This repository contains a software interface library to HTCondor job scheduler. This library allows users to submit jobs to HTCondor system from python script running on local system.
Author: Ayan Das
- Python package
paramiko
must be installed - Must have ssh-ing capability to the Condor login node.
- Install the git repo as
pip
package
pip install git+https://github.com/dasayan05/condor.git
OR
- Clone this repository anywhere (e.g.
<local/path/to/repo>
):
git clone https://github.com/dasayan05/condor.git <local/path/to/repo>
.. then put the following on your .bashrc
(or whatever shell you use)
export PYTHONPATH=${PYTHONPATH}:<local/path/to/repo>
OR
- Build and Install it manually with
cd <local/path/to/repo>
python setup.py install
Create a python file <anything>.py
and keep it in the root of your own project.
The following example snippet shows the basic usage of the library:
import os
from condor import condor, Job, Configuration, Grid
# Provide required configuration of machine
conf = Configuration(universe='docker', # OR 'vanilla'
# full container tag from DockerHub or 'registry.eps.surrey.ac.uk'
docker_image='pytorch/pytorch:1.7.0-cuda11.0-cudnn8-runtime',
# any extra folder to mount in docker; project space will be auto mounted :)
extra_mounts=['/vol/vssp'],
request_CPUs=1,
request_GPUs=1,
gpu_memory_range=[8000,24000],
cuda_capability=5.5,
# following two lists must not overlap
restricted_machines=['bad.server.com', 'worse.server.com'], # not allowed to run on these
allowed_machines=['favmachine.server.com'] # can ONLY run on these machines
)
# This is the (example) job to be submitted.
# python classifier.py --base ./ --root ${STORAGE}/datasets/quickdraw --batch_size 64 --n_classes 3 --epochs 5 --modelname clsc3f7g10
with condor('condor', project_space='myProject') as sess:
# Open a session to condor login node with hostname 'condor'.
# Set up password-less ssh, otherwise it will ask for password
# everytime this 'with .. as' block is encountered.
# Also, provide the name of your projec space folder. It is required.
# easy grid search with 'Grid', access each variable with '.<name>' .. OR
# we can de-structure them in-place (make sure the order is same)
for (batch_size, learning_rate) in Grid(batch_size=[8, 16, 32, 64], lr=[1e-2, 1e-3]): # submit a bunch of jobs
tag = f'MyAwesomeJob_batch_{bs}'
# It will autodetect the full path of your python executable
j = Job('/opt/conda/bin/python', # if docker, use absolute path to specify executables inside container
'classifier.py',
# all arguments to the executable should be in the dictionary as follows.

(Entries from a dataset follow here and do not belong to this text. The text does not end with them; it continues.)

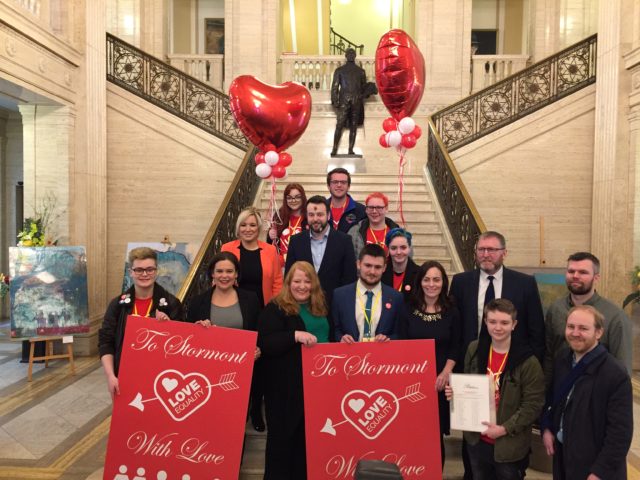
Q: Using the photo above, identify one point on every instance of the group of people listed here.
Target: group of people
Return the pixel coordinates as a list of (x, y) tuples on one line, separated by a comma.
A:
[(336, 270)]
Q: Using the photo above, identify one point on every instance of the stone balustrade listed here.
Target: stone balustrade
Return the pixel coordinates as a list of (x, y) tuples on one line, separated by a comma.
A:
[(316, 71), (208, 69), (489, 69)]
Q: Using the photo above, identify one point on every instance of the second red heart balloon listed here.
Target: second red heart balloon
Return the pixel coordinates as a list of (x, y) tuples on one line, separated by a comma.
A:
[(400, 73), (270, 116)]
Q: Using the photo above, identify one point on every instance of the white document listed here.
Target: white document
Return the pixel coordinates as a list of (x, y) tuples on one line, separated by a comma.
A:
[(473, 401)]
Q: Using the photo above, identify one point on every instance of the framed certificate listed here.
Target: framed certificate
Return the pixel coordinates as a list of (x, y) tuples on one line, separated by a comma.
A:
[(473, 401)]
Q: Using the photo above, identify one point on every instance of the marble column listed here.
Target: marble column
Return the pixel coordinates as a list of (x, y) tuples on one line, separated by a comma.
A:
[(89, 173), (612, 215)]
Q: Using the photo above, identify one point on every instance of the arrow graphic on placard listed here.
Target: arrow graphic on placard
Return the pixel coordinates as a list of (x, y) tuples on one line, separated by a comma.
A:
[(226, 383), (411, 393)]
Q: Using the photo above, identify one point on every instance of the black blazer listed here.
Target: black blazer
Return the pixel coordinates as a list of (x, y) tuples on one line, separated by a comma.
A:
[(200, 308), (520, 289), (338, 265), (409, 277)]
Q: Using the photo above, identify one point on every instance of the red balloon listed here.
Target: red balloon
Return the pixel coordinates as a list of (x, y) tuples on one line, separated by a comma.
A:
[(285, 159), (389, 124), (400, 73), (271, 117), (278, 171), (409, 140)]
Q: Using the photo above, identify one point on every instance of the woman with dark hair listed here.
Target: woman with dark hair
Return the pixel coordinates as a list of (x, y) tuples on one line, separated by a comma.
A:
[(224, 304), (432, 314), (296, 316), (401, 269), (293, 219)]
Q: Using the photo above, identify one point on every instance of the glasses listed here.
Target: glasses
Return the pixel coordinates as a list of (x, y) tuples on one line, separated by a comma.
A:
[(148, 270), (489, 250)]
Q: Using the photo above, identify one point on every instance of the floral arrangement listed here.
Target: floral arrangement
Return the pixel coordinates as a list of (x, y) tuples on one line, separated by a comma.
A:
[(635, 282), (36, 230), (4, 285)]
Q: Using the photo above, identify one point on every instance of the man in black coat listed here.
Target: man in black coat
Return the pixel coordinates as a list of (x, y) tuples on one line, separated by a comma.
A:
[(473, 290), (588, 420), (328, 250)]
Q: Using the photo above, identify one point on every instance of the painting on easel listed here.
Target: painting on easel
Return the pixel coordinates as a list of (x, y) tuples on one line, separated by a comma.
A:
[(48, 291)]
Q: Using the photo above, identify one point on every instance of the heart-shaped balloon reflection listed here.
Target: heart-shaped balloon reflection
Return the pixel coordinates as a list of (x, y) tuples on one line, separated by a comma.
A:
[(399, 73), (270, 115)]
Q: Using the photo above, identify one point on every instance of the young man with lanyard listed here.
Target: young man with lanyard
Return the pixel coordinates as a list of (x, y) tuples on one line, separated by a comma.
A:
[(144, 298), (344, 211), (367, 310), (375, 227), (501, 452)]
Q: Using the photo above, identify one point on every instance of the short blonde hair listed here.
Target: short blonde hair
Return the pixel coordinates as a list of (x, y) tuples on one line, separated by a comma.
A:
[(246, 213), (142, 253), (288, 304)]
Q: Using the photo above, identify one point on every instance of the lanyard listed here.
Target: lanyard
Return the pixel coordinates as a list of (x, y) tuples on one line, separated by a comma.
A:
[(376, 300)]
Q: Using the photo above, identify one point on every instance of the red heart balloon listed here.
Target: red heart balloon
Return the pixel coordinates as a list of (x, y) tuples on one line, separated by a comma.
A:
[(399, 73), (267, 115)]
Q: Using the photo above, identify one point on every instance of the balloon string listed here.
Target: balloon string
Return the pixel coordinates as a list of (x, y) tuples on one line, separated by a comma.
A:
[(401, 186)]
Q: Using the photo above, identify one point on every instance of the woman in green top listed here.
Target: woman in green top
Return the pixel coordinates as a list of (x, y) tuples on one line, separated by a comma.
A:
[(296, 316)]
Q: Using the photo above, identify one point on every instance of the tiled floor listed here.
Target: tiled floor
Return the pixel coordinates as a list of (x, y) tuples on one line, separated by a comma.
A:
[(56, 426)]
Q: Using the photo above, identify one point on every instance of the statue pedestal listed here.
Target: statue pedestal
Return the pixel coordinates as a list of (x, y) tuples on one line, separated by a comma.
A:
[(354, 163)]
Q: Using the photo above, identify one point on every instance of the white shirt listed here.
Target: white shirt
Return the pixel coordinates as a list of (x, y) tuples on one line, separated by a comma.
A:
[(376, 307), (482, 290)]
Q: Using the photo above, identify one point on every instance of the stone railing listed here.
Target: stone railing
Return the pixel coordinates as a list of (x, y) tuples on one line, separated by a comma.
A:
[(489, 69), (316, 71), (208, 69)]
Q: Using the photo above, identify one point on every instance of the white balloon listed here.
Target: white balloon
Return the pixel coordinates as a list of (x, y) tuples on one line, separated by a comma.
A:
[(263, 170), (394, 138), (271, 158), (406, 125)]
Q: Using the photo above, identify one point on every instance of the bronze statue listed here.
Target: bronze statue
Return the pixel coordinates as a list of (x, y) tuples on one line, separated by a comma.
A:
[(348, 90)]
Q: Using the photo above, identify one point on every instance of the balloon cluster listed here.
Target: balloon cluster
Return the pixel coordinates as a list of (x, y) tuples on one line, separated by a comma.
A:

# an entry 'epochs=30' in the dict will appear as 'python <file>.py --epochs 30'
arguments=dict(
base=os.getcwd(),
root=os.environ['STORAGE'] + '/datasets/quickdraw',
batch_size=batch_size, # Here's the looped variable 'bs'
learning_rate=learning_rate,
n_classes=3,
epochs=30,
modelname='clsc3f7g10'
),
# some extra arguments for Job()
can_checkpoint=True,
approx_runtime=2, # in hours
tag=tag, # give a cool name
# puts all log files inside this directory (will be created if doesn't exists)
# for job specific directory use job-specific parameters to create the path;
# otherwise, use a job-agnostic directory e.g. './junk'
artifact_dir=f'./junk/{tag}'
)
# finally submit it
job_id = sess.submit(j, conf)
print(f'Submitted Job ID: {job_id}')
NOTE: It is recommended that you set up password-less SSH to your condor login node. You may have to type password way too many times in case you don't.